JAKARTA - Le prix du brut Brent reste élevé alors que la guerre entre les États-Unis, Israël et l'Iran entre dans sa 100e journee. Bien qu'il y ait de l'espoir d'un accord de paix, le marché n'est pas vraiment calme.
Selon un rapport de l’Agence Anadolu, dimanche 7 juin, le Brent a clôturé à 93,09 dollars le baril le 5 juin, le dernier jour de trading avant que le conflit n’entre dans sa 100e journée. Ce chiffre est toujours 28,4% plus haut qu’avant la guerre.
Avant l’attaque américaine et israélienne contre l’Iran le 28 février, le Brent a fermé à 72,78 dollars le baril. Les prix ont immédiatement grimpé à 82,37 dollars le 2 mars après que des rapports ont émergé selon lesquels le Guide suprême iranien, l’ayatollah Ali Khamenei, était mort.
La hausse a été encore plus forte après que l'Iran a riposté en attaquant l'infrastructure énergétique au Moyen-Orient. L'incertitude quant aux livraisons de pétrole par le détroit d'Ormuz a également inquiété le marché.
Le détroit d'Ormuz est une voie importante pour le transport mondial de pétrole. Si cette voie est perturbée, l'approvisionnement mondial en pétrole pourrait être affecté.
Le 6 mars, le Brent a atteint 92,69 dollars le baril. Son réalisément hebdomadaire a atteint 27,9%, le plus rapide depuis avril 2020. Les prix ont ensuite réalisé un réalisément de 119,50 dollars le baril le 9 mars.
Mais les prix ont vite fait de se retourner. Les nouvelles selon lesquelles le conflit pourrait prendre fin prochainement, les mesures relatives aux réserves stratégiques de pétrole et les signaux plus souples de Washington ont fait baisser le Brent. Le 10 mars, le prix a baissé à 81,16 dollars le baril.
Au cours du mois de mars, le marché pétrolier a bougé dans une fourchette d'environ 75 à 119 dollars le baril.
Le cessez-le-feu temporaire de deux semaines entre les États-Unis et l’Iran, qui a pris effet le 8 avril, a fait pression sur les prix. Le Brent a baissé à 90,40 dollars le baril dans les transactions de la journée, en recul d’environ 17,3% par rapport à la clôture précédente.
Mais la pression monte de nouveau. Le risque de sécurité dans la région n'a pas disparu. Les voies de navigation sont toujours menacées par l'incertitude. Les déclarations fermes des responsables américains et iraniens pendant les négociations ont également fait douter le marché.
Selon un rapport de l’Agence Anadolu, le Brent a atteint 126,41 dollars le baril le 30 avril. C’est le niveau le plus haut depuis le début de la guerre et le plus haut en presque quatre ans.

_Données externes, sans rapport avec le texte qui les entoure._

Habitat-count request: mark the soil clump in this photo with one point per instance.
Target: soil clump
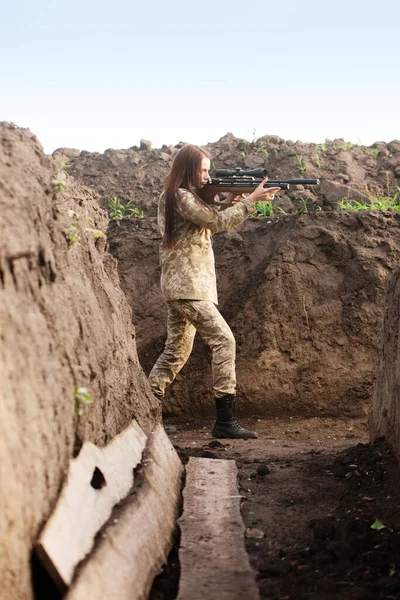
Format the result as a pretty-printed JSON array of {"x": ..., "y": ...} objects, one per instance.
[{"x": 312, "y": 491}]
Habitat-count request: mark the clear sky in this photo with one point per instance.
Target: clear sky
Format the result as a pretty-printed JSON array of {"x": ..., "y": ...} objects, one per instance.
[{"x": 97, "y": 75}]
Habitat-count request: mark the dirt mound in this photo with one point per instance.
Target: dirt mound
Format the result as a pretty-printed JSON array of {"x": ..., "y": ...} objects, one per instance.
[
  {"x": 65, "y": 325},
  {"x": 345, "y": 170},
  {"x": 385, "y": 412},
  {"x": 304, "y": 295}
]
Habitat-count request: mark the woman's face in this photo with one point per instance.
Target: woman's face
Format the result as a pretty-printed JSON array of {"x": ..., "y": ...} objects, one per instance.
[{"x": 204, "y": 173}]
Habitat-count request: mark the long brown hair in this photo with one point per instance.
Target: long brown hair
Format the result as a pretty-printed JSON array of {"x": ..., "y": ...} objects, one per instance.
[{"x": 184, "y": 173}]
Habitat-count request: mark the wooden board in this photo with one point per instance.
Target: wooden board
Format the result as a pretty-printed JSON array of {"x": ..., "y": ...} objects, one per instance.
[
  {"x": 213, "y": 559},
  {"x": 97, "y": 480},
  {"x": 132, "y": 549}
]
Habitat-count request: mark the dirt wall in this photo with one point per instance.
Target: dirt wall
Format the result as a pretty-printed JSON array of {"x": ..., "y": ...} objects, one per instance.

La hausse a eu lieu après que des rapports ont indiqué que les négociations entre les États-Unis et l’Iran étaient au point mort et que le président Donald Trump avait envisagé des options militaires supplémentaires.

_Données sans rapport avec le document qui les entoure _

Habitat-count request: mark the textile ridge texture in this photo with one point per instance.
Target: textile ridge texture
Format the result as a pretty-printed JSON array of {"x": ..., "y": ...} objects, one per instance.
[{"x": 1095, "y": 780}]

Au début de mai, le marché a été un peu soulagé après que des rapports ont émergé selon lesquels les États-Unis étaient sur le point de signer un accord d’une page pour mettre fin à la guerre avec l’Iran et étendre les pourparlers nucléaires. Brent est redevenu inférieur à 100 dollars le baril.
Cela dit, les prix n’ont pas chuter trop bas. Tout au long du mois de mai, le Brent a toujours oscillé entre 91 et 115 dollars le baril. La raison en est la même: les déclarations des deux parties sont souvent contradictoires, les conditions sur le terrain sont incertaines et les risques de sécurité dans le détroit d’Ormuz restent élevés.

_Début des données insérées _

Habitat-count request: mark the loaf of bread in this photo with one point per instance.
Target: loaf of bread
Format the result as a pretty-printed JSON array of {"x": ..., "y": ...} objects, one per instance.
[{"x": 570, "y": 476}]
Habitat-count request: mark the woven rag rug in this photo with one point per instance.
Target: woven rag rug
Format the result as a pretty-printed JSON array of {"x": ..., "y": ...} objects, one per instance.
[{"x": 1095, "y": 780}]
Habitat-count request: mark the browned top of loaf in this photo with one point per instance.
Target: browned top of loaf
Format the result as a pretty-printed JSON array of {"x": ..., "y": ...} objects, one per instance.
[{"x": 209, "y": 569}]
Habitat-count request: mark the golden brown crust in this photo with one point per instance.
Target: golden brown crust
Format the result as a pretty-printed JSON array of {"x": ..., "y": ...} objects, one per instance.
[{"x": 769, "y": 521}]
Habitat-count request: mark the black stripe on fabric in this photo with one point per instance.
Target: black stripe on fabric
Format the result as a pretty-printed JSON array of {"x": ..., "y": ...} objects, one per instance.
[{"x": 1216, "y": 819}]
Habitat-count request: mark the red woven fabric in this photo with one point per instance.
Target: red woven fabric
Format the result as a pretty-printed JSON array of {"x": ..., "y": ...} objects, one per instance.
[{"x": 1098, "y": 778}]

Depuis le 27 mai, le Brent est resté en dessous de 100 dollars le baril. Mais ce niveau ne signifie pas encore que le marché est en sécurité. Le risque géopolitique est toujours intégré dans le prix du pétrole.
L’orientation future du prix du pétrole dépend encore fortement de la poursuite de la guerre et du sort des négociations diplomatiques. Tant que les deux ne sont pas clairs, le prix du pétrole devrait rester sensible aux nouveaux développements.